Le journal Libération ressemble à une forteresse. À la porte, plusieurs policiers tiennent un fusil de gros calibre, prêts à tirer. Impossible d'entrer si on n'est pas invité. Et encore, il faut insister, montrer patte blanche.

Drôle de salle de rédaction. Elle est répartie sur quatre étages qui tournent en rond. Ça tourne, ça monte et ça descend. Pas étonnant, Libération s'est installé dans un ancien stationnement. À part son architecture déroutante, c'est une salle de rédaction classique avec des pupitres en désordre collés les uns sur les autres et des piles de dossiers poussiéreux qui menacent de s'effondrer. Du 6e étage, la vue sur Paris est époustouflante: la tour Eiffel, le Sacré-Coeur.

Mais personne n'a le temps d'admirer Paris. L'heure est grave. Mercredi, 12 personnes, dont 8 journalistes de Charlie Hebdo sont morts, tirés à bout portant par des hommes masqués et lourdement armés, un commando lié à Al-Qaïda.

Libération a tendu la main à l'équipe - du moins ce qu'il en reste - de Charlie Hebdo.

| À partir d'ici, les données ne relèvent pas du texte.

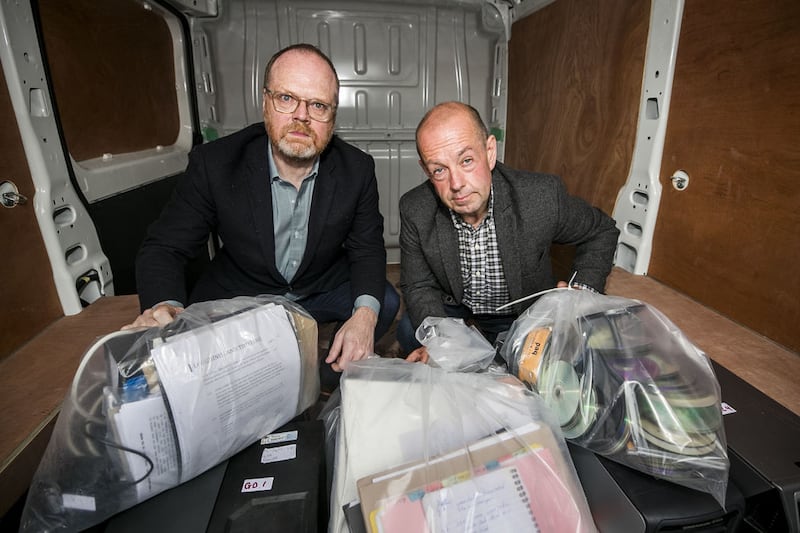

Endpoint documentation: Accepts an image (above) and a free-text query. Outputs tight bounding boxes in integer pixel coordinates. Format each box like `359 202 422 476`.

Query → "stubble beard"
276 120 333 162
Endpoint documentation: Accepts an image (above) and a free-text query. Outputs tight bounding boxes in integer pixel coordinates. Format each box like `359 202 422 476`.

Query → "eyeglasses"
264 89 336 122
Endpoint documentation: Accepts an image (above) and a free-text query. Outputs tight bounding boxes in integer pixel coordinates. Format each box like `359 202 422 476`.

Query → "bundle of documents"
22 297 319 531
329 359 595 533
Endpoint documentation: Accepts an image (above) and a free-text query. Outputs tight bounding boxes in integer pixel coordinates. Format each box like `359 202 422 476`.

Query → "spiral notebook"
358 427 591 533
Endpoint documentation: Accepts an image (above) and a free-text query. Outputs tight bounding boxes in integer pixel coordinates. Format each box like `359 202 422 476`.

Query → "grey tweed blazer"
400 162 619 328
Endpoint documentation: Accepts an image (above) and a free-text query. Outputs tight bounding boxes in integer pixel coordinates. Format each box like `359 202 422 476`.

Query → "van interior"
0 0 800 531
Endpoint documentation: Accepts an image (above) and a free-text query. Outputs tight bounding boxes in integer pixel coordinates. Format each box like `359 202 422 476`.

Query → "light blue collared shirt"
267 149 381 316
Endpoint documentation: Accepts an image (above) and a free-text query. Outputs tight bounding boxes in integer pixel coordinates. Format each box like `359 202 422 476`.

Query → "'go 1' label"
242 477 275 492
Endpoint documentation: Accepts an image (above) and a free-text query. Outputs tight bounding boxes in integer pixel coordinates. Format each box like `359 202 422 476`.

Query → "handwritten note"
422 467 538 533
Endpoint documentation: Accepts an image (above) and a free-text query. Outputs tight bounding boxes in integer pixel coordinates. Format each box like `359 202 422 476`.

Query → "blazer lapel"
245 140 283 279
295 155 337 277
434 204 464 302
492 174 526 300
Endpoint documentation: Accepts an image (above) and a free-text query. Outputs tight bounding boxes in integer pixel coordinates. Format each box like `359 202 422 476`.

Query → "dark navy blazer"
136 123 386 310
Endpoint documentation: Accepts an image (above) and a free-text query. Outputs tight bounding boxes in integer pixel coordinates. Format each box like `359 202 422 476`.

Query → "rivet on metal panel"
670 170 689 191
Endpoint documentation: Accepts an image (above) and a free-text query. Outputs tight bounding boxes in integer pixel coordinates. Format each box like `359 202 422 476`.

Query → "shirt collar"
267 145 319 181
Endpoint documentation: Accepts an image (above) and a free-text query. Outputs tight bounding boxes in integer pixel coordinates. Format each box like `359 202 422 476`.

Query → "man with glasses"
126 44 399 371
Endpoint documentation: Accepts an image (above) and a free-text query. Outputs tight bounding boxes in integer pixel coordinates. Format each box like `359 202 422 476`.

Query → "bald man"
398 102 619 361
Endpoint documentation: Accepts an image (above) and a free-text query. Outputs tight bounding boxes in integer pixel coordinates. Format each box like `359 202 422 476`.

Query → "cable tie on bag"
495 270 580 311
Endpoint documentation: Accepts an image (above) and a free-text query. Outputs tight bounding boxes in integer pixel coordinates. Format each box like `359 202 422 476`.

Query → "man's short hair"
264 43 339 105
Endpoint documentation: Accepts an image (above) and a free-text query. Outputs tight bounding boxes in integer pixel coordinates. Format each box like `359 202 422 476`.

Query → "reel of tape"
538 361 581 427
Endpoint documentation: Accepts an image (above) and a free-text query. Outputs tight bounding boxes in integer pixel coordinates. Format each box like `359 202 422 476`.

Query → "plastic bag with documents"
21 296 319 531
501 289 729 505
416 316 496 372
329 359 595 533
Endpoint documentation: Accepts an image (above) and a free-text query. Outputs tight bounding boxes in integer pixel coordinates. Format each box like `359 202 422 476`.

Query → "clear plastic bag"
416 316 497 372
21 296 319 531
329 359 596 533
501 289 729 506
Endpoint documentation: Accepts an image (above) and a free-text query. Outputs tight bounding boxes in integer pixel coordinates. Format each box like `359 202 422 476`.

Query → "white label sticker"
261 444 297 463
242 477 275 492
61 494 97 511
261 431 297 444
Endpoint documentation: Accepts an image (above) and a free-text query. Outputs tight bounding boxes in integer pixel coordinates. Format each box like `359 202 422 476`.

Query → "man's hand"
406 346 428 363
325 307 378 372
120 304 183 329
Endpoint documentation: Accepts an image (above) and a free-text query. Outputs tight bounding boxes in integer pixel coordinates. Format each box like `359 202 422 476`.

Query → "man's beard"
275 124 332 162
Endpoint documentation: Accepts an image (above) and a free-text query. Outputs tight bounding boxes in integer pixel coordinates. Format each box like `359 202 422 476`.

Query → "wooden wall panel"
38 0 180 161
0 69 64 360
505 0 650 214
649 0 800 351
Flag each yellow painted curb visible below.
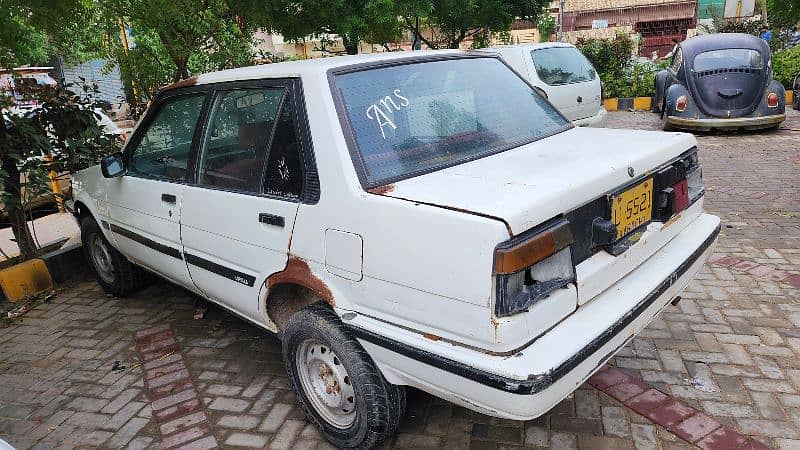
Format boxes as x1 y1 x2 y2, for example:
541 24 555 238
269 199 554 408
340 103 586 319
0 259 53 302
633 97 653 111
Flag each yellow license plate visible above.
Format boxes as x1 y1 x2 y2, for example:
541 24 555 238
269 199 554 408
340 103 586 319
611 179 653 240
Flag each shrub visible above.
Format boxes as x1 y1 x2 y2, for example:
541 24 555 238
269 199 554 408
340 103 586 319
577 33 667 98
772 45 800 89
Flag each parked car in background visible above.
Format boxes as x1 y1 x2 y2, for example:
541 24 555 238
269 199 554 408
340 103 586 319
70 51 719 448
653 33 786 131
483 42 607 127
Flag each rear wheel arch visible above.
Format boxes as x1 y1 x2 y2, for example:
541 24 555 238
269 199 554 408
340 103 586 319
264 284 321 333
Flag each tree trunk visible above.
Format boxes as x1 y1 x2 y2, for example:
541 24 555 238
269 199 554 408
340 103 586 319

À partir d'aujourd'hui, Libération va héberger les rescapés qui vont concocter un numéro post-fusillade, le premier, qui tirera à 1 million d'exemplaires. Un exploit pour ce journal satirique qui arrive de peine et de misère à vendre 60 000 exemplaires.

L'arrivée de Charlie Hebdo soulève des problèmes de sécurité. Libération a beau être une forteresse, la mort de 12 personnes laisse des séquelles et exige une sécurité accrue.

Laurent Joffrin, directeur de la rédaction de Libération, en est conscient. Il sort son cellulaire et compose le numéro du ministère de l'Intérieur.

«Il faut sécuriser l'immeuble, dit-il. Ce n'est pas réglé.»

Libération pourrait être dans la ligne de mire des extrémistes. Journal de gauche, il a déjà accueilli Charlie Hebdo en 2011, lorsque ses locaux ont été détruits par un incendie criminel dans la foulée de la publication d'un numéro qui se payait - encore - la tête du prophète Mahomet.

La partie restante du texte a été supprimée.